1 Batch interface - adaa-polsl/RuleKit GitHub Wiki

1.1. General information

In order to use batch mode, please download rulekit-<version>-all.jar file from the releases folder. Alternatively, one can build the package from the sources by running the following commands in the adaa.analytics.rules directory of this repository. Windows:

gradlew -b build.gradle rjar

Linux:

./gradlew -b build.gradle rjar

The JAR file will be placed in adaa.analytics.rules/build/libs subdirectory.

To run the analysis, execute the following command:

java -jar *rulekit-<version>-all.jar* experiments.xml

where experiments.xml is an XML file with experimental setting description. Ignore the SLF4J warning reported on the console - it does not affect the procedure. The batch mode allows investigating multiple datasets with many induction parameters. The general XML structure is as follows:

</experiment>
	<parameter_sets>
		<parameter_set name="paramset_1">...</parameter_set>
		<parameter_set name="paramset_2">...</parameter_set>
		...
	</parameter_sets>

	<datasets>
		<dataset>...</dataset>
        	<dataset>...</dataset>
   		...
  	</datasets>
</experiment>

1.2. Parameter set definition

This section allows user to specify induction parameters. The package enables testing multiple parameter sets in a single run. The definition of a single parameter is presented below. Every parameter has its default value, thus only selected may be specified by the user.

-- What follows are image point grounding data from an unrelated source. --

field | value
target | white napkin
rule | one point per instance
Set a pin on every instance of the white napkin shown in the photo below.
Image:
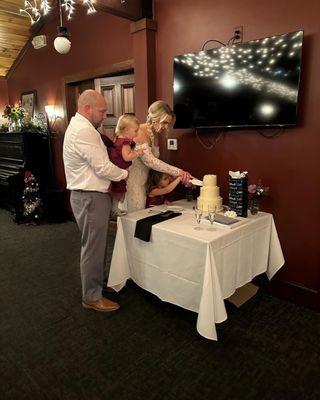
(238, 174)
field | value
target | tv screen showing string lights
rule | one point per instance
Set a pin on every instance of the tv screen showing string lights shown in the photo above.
(252, 84)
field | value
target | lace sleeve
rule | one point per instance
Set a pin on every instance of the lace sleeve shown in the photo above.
(154, 163)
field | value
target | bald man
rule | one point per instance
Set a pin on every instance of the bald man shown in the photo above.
(89, 173)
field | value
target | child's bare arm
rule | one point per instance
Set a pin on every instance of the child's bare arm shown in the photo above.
(128, 154)
(168, 189)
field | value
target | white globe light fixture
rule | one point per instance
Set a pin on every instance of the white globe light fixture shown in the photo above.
(62, 44)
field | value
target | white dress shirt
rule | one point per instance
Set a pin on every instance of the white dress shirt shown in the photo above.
(86, 160)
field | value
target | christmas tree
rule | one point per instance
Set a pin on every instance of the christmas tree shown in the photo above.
(32, 204)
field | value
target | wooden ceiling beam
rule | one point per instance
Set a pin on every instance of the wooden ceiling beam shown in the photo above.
(8, 53)
(5, 62)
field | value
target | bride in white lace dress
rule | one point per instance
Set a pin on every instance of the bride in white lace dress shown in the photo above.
(160, 119)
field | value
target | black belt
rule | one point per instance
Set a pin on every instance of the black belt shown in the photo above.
(88, 191)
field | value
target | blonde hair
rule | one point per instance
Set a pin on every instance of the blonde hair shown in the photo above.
(89, 97)
(158, 112)
(124, 121)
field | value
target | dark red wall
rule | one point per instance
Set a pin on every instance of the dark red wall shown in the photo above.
(98, 41)
(3, 96)
(288, 163)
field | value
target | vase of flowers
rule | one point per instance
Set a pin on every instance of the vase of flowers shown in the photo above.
(15, 115)
(255, 193)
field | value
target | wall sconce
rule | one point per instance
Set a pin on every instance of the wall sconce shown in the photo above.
(51, 117)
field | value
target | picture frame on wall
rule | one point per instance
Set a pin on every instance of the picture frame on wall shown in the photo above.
(28, 101)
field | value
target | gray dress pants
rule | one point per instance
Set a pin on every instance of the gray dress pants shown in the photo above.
(92, 211)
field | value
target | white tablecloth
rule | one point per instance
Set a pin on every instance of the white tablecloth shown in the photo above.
(195, 269)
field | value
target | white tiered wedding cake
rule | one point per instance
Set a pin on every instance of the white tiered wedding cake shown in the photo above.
(209, 199)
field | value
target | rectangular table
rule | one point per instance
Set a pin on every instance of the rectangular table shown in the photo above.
(195, 269)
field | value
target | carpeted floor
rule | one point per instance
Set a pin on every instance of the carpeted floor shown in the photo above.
(52, 348)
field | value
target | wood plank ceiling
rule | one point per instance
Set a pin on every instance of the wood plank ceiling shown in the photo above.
(14, 33)
(15, 28)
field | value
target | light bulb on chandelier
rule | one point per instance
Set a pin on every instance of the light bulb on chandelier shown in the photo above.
(61, 43)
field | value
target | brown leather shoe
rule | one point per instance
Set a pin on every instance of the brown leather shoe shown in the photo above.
(102, 304)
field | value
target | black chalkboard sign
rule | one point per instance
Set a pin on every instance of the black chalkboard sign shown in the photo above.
(238, 196)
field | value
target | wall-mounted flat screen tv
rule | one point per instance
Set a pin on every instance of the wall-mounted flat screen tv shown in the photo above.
(252, 84)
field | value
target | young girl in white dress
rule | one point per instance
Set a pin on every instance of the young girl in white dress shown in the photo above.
(160, 120)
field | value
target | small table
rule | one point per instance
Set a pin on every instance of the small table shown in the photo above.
(195, 269)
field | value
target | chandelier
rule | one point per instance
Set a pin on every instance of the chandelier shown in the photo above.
(35, 9)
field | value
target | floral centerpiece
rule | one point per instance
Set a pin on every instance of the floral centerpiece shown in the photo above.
(15, 115)
(255, 193)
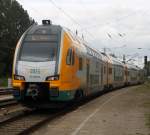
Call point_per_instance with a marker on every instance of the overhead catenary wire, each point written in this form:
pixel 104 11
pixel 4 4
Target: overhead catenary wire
pixel 71 18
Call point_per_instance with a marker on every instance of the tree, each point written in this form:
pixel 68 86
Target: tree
pixel 14 20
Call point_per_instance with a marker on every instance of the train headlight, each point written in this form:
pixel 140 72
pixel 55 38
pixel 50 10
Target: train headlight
pixel 52 78
pixel 18 77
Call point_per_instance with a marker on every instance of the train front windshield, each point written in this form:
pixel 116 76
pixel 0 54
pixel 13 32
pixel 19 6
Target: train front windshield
pixel 39 48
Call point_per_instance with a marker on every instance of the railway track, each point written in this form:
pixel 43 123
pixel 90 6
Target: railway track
pixel 6 91
pixel 7 102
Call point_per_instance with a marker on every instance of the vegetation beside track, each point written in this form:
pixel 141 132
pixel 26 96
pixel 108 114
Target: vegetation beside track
pixel 145 89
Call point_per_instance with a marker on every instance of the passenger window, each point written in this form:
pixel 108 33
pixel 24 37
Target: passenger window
pixel 104 70
pixel 68 60
pixel 110 70
pixel 70 57
pixel 80 63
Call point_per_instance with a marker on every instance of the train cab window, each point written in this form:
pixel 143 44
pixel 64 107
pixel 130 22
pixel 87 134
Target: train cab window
pixel 80 63
pixel 70 57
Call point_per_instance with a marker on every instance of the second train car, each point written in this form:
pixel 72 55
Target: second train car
pixel 51 64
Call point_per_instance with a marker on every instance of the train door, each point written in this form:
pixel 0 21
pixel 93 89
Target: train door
pixel 87 77
pixel 101 74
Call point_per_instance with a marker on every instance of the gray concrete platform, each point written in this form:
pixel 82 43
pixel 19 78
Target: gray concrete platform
pixel 116 113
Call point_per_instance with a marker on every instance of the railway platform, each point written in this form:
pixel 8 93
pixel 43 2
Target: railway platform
pixel 121 112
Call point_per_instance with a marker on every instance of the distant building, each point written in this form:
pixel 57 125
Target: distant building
pixel 148 68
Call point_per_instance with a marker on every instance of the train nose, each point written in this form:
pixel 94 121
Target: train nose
pixel 33 91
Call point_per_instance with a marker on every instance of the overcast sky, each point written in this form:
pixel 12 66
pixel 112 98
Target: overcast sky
pixel 104 23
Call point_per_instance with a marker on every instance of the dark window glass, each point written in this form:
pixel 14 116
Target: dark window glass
pixel 38 51
pixel 80 64
pixel 110 70
pixel 104 70
pixel 70 57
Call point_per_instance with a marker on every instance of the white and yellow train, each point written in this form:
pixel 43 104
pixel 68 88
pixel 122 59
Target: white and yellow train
pixel 53 65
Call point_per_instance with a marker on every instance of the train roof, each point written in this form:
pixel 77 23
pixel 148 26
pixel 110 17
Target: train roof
pixel 116 61
pixel 132 66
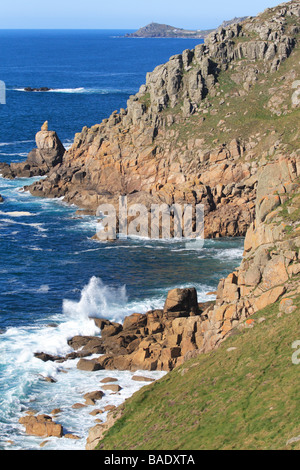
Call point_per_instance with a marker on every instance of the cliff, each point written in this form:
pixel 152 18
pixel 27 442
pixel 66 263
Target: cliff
pixel 200 130
pixel 157 30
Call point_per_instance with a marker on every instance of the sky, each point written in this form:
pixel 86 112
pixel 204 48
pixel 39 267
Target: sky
pixel 124 14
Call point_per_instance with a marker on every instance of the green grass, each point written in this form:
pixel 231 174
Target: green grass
pixel 244 399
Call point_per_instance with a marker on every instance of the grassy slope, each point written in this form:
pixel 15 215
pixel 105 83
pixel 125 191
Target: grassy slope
pixel 245 116
pixel 247 398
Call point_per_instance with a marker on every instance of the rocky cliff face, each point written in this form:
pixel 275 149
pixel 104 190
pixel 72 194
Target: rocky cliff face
pixel 198 131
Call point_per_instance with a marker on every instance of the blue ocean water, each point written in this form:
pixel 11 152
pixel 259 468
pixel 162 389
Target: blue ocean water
pixel 51 271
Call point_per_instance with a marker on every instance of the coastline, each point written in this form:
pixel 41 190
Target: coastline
pixel 270 264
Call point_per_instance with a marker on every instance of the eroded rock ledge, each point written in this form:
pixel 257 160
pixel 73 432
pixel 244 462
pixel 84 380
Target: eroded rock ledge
pixel 163 148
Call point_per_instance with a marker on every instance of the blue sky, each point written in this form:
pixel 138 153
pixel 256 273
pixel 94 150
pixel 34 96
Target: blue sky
pixel 125 14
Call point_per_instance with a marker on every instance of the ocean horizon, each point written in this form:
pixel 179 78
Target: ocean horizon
pixel 51 271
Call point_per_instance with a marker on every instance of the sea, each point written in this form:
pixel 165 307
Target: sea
pixel 53 275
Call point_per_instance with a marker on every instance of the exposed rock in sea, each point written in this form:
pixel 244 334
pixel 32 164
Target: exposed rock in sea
pixel 37 89
pixel 48 154
pixel 183 137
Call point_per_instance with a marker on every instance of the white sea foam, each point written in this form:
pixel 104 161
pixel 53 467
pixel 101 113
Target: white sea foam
pixel 83 90
pixel 23 385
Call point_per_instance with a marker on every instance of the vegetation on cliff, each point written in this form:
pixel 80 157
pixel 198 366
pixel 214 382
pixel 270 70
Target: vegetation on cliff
pixel 242 396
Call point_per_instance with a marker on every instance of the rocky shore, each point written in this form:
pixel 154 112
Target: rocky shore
pixel 217 125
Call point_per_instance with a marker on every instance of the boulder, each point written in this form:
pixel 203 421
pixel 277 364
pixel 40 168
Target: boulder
pixel 92 397
pixel 41 426
pixel 112 387
pixel 88 365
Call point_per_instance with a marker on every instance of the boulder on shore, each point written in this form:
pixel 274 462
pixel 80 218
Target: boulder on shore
pixel 48 154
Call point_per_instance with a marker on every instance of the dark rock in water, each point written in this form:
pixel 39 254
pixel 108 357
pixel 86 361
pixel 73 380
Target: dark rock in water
pixel 37 89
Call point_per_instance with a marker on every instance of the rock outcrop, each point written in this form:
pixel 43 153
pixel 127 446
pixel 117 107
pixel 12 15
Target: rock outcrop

<parameter_set name="paramset_1">
  	<param name="min_rule_covered">...</param>
  	<param name="max_uncovered_fraction">...</param>
	<param name="max_growing">...</param>
  	<param name="induction_measure">...</param>
	<param name="pruning_measure">...</param>
  	<param name="voting_measure">...</param>
	<param name="user_induction_equation">...</param>
	<param name="user_pruning_equation">...</param>
	<param name="user_voting_equation">...</param>
	<param name="ignore_missing">...</param>
	<param name="select_best_candidate">...</param>
	<param name="complementary_conditions">...</param>
	<param name="mean_based_regression">...</param>
	<param name="control_apriori_precision">...</param>
	<param name="max_rule_count">...</param>
	<param name="approximate_induction">...</param>
	<param name="approximate_bins_count">...</param>
</parameter_set>

where:

min_rule_covered (aliases: minsupp_new, mincov_new) - a minimum number (or fraction, if value < 1.0) of previously uncovered examples to be covered by a new rule (positive examples for classification problems); default: 5,
max_uncovered_fraction - floating-point number from [0,1] interval representing maximum fraction of examples that may remain uncovered by the rule set; default: 0,
max_growing - non-negative integer representing maximum number of conditions which can be added to the rule in the growing phase (use this parameter for large datasets if execution time is prohibitive); 0 indicates no limit; default: 0,
induction_measure/pruning_measure/voting_measure - name of the rule quality measure used during growing/pruning/voting (ignored in the survival analysis where log-rank statistics is used); default: Correlation,
user_induction_equation/user_pruning_equation/user_voting_equation (RuleKit < 2.0) - equation of user-defined quality measure; applies only when the corresponding measure parameter has value UserDefined; the equation must be a mathematical expression with p, n, P, N literals (elements of confusion matrix), operators, numbers, and library functions (sin, log, etc.).
user_induction_class/user_pruning_class/user_voting_class (RuleKit >= 2.0) - names of classes that implement a user-defined quality measure; each class must implement the adaa.analytics.rules.logic.quality.IUserMeasure interface; applies only when the corresponding measure parameter has value UserDefined.
ignore_missing - boolean telling whether missing values should be ignored (by default, a missing value of given attribute is always considered as not fulfilling the condition built upon that attribute); default: false.
select_best_candidate - if enabled, the rule of highest quality is returned as a result of growing (instead of the fully grown rule); default: false.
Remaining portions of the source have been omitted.